A: After the Covid experience, we should have gotten used to the uncertainty and prepared for any future economic shocks, but I’m not sure that’s the case. The big lesson we’ve learned from Covid is that we can’t predict the future.

Over the past 25 years, any principal, school governor or charity trustee will have completed a risk analysis chart – assessing the likelihood and impact of every major issue.

But, unfortunately, analysis rarely reveals an unexpected disaster. Kudos to any organization that was so far ahead of the game they could predict Covid, the invasion of Ukraine, skyrocketing energy costs, and double-digit inflation.

This cautious approach to forward planning is natural territory for financial controllers, some of whom seize on major risks like manna from heaven and relish becoming the doomsayer.

While this analytical approach can be helpful, it almost certainly guarantees that you will adopt a risk aversion strategy similar to that of your competitors. The steady hand of caution can keep day-to-day affairs on track, but no one can anticipate events that fall into the “I never saw this coming” category.

Whoever you are and whatever your business, it’s good to have plenty of money in the bank, but you never know how much is enough.

In March 2020, our cash balance at Timpson was at an all-time high of £19 million. We thought we were bulletproof until Covid closed all our stores and we started losing £1.5m every week. Within days we were getting a £40m facility to ensure our long term survival.

Despite this experience, my first piece of advice is to watch the money, stay away from any temptation offered by attractive loans and avoid being at the mercy of lenders.

If things don’t go your way, you might suddenly become obsessed with alliances that originally seemed inconsequential.

Next, recognize the strengths and weaknesses of your current business. The best insurance against a harsh economic environment is to be really good at what you do.

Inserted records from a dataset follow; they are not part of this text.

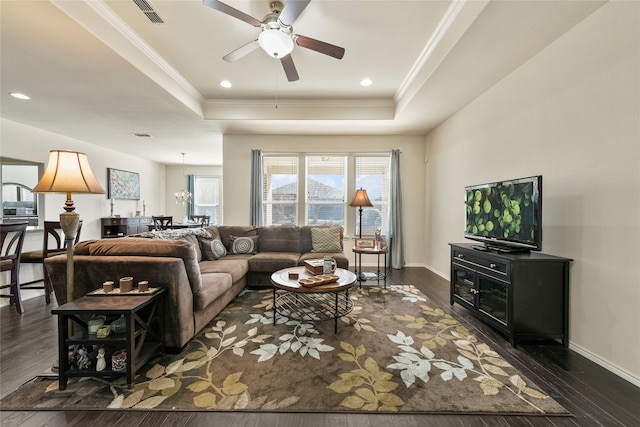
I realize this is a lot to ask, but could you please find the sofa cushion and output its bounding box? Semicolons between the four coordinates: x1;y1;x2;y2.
311;227;342;252
300;225;344;252
229;236;258;255
258;225;300;253
249;252;300;273
198;273;233;311
81;237;202;294
200;255;249;283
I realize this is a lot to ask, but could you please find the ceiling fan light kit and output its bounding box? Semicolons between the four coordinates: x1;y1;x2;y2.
203;0;344;82
258;28;293;58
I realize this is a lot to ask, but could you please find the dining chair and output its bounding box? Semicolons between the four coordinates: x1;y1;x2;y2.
189;215;210;227
151;216;173;230
20;220;82;304
0;222;29;314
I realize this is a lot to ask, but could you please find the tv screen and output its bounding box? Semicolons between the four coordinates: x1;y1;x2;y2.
464;175;542;251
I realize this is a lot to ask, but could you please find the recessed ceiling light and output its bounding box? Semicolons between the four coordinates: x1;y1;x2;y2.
9;92;31;99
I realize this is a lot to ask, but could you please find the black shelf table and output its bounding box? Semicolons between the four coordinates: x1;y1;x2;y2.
351;246;389;289
51;288;165;390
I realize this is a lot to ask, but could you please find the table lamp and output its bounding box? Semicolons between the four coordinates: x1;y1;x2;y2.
349;188;373;237
32;150;104;302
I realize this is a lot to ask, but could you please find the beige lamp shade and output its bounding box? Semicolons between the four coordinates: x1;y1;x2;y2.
349;188;373;206
32;150;104;194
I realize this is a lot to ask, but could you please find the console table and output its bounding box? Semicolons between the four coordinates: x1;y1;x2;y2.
100;216;151;239
51;289;165;390
450;243;572;347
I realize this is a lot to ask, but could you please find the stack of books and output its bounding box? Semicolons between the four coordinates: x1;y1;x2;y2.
304;258;324;276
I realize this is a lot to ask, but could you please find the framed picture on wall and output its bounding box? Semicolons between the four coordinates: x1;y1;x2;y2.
107;168;140;200
356;237;376;249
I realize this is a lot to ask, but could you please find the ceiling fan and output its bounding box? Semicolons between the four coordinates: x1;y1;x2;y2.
203;0;344;82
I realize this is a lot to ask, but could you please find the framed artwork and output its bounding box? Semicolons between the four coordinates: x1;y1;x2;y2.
107;168;140;200
356;237;376;249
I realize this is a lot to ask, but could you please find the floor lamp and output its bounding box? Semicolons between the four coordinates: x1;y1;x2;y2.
349;188;373;237
32;150;104;302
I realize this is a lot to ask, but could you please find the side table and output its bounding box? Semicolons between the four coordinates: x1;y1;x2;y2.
351;246;389;289
51;289;165;390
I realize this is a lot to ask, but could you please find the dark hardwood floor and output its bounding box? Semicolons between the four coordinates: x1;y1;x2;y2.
0;268;640;427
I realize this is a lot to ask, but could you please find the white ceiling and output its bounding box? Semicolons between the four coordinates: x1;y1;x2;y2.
0;0;604;165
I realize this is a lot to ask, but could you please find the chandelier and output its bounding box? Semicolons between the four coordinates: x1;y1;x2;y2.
176;153;192;206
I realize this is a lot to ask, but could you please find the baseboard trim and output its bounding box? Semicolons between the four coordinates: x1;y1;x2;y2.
569;342;640;388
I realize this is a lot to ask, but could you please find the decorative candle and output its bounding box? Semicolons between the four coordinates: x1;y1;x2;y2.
102;280;113;294
138;280;149;292
120;277;133;293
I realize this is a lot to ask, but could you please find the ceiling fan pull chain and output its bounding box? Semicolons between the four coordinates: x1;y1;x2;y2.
274;58;278;109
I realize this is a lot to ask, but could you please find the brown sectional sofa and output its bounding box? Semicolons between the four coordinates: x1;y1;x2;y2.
45;226;349;349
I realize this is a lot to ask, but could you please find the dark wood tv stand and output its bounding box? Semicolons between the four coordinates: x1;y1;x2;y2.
450;243;572;347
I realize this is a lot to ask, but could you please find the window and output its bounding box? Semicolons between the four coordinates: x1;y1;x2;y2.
305;156;347;226
262;156;298;225
354;156;390;236
262;153;390;236
192;176;221;225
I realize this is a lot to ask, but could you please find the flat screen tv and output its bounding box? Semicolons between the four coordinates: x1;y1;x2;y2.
464;175;542;252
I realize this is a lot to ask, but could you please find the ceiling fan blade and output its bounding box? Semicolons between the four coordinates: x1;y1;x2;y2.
222;39;260;62
202;0;262;27
280;54;300;82
278;0;311;26
294;34;344;59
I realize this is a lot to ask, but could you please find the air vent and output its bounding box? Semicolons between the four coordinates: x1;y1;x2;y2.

Being the best in your field should mean that when the tokens are down, every competitor will fail before you. During the dotcom revolution, we heard a lot about “first mover advantage”. At the other end of the business cycle, more money is likely made by the last man standing who has a dominant share of a declining market.

So be able to say “if we can’t survive, I’m pretty sure no one else will”, but never take anything for granted, your business and the market it serves is always on the move.

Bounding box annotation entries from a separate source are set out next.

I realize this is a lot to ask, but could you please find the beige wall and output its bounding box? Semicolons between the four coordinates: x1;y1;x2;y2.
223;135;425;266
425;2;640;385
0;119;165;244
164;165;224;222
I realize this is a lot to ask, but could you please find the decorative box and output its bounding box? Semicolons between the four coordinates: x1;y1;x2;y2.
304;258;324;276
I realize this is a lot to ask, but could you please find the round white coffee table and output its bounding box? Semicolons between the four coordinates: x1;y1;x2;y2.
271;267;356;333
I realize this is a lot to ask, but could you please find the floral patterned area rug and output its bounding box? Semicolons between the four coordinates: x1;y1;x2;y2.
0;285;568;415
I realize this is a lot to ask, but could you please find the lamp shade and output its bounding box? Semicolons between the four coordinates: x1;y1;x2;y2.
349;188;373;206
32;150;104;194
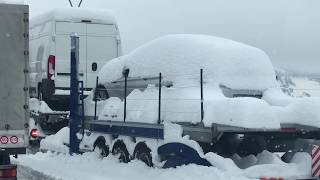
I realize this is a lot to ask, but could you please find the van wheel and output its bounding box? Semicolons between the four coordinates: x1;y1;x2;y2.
112;141;130;163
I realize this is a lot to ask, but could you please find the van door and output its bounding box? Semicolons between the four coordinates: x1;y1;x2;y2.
86;24;118;88
54;22;87;89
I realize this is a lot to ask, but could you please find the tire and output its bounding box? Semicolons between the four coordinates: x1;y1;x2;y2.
112;141;130;163
133;143;153;167
237;136;267;157
93;138;109;158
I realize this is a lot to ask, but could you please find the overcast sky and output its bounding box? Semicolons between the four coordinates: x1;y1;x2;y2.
25;0;320;75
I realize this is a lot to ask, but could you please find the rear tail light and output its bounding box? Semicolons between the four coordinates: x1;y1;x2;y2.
47;55;56;80
0;165;17;179
281;128;297;133
30;129;39;138
10;136;19;144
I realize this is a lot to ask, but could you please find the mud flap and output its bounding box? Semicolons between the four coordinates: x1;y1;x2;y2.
158;143;212;168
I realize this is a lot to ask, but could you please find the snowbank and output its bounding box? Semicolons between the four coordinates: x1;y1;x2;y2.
12;152;311;180
0;0;25;4
13;153;247;180
30;7;117;27
40;127;70;153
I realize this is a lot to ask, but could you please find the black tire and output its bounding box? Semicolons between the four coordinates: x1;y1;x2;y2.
133;143;153;167
237;136;267;157
0;154;11;165
112;141;130;163
93;138;109;157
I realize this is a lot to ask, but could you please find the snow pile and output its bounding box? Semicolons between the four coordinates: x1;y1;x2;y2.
30;7;116;27
29;98;53;113
13;151;311;180
13;153;247;180
94;35;320;129
40;127;70;153
206;151;311;179
99;34;276;90
276;69;320;97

Another tip: when facing economic uncertainty, always be aware of the changing world around you and keep your business up to date.

In the 1960s, when we were about to enter an economic roller coaster similar to what might be around the corner (with 20% more inflation and a horrible fuel crisis), we have fortunately recognized that our main concern was not economic uncertainty.

Our biggest threat was a long-term decline in demand for shoe repairs. Key cutting saved the day and is now the biggest part of our business. The changing demand from our customers was far more important than the unpredictable economy.

Here’s a happy thought – the dramatic events we face, in an uncertain future, will provide more opportunities than banana peels. As the roulette wheel of our economic future spins in the casino of commerce, business leaders who bet on the winning numbers will be the best entrepreneurs of the 2030s.

So, to sum up: watch the money like a hawk, during the torrid period ahead.

Try to ensure that the future of your business is determined by you and your management team. Don’t let institutional shareholders, creditors, or venture capitalists pull the plug because you don’t meet your commitments.

Second, stick to knitting – you make money by being good at what you do. Don’t endorse any cost-cutting plan that cuts people on the front lines without saving your overhead. Beware of any plan offered by your CFO that does not offer savings to the finance department.

Then keep yourself informed. Whatever happens to the economy, your customers’ tastes will continue to change. Be on the lookout for new opportunities that are sure to arise.

Finally, you’ll need a few lightbulb moments, lots of luck, and a flair to figure out how to make money from your good fortunes.


Sir John Timpson is chairman of high street service provider, Timpson.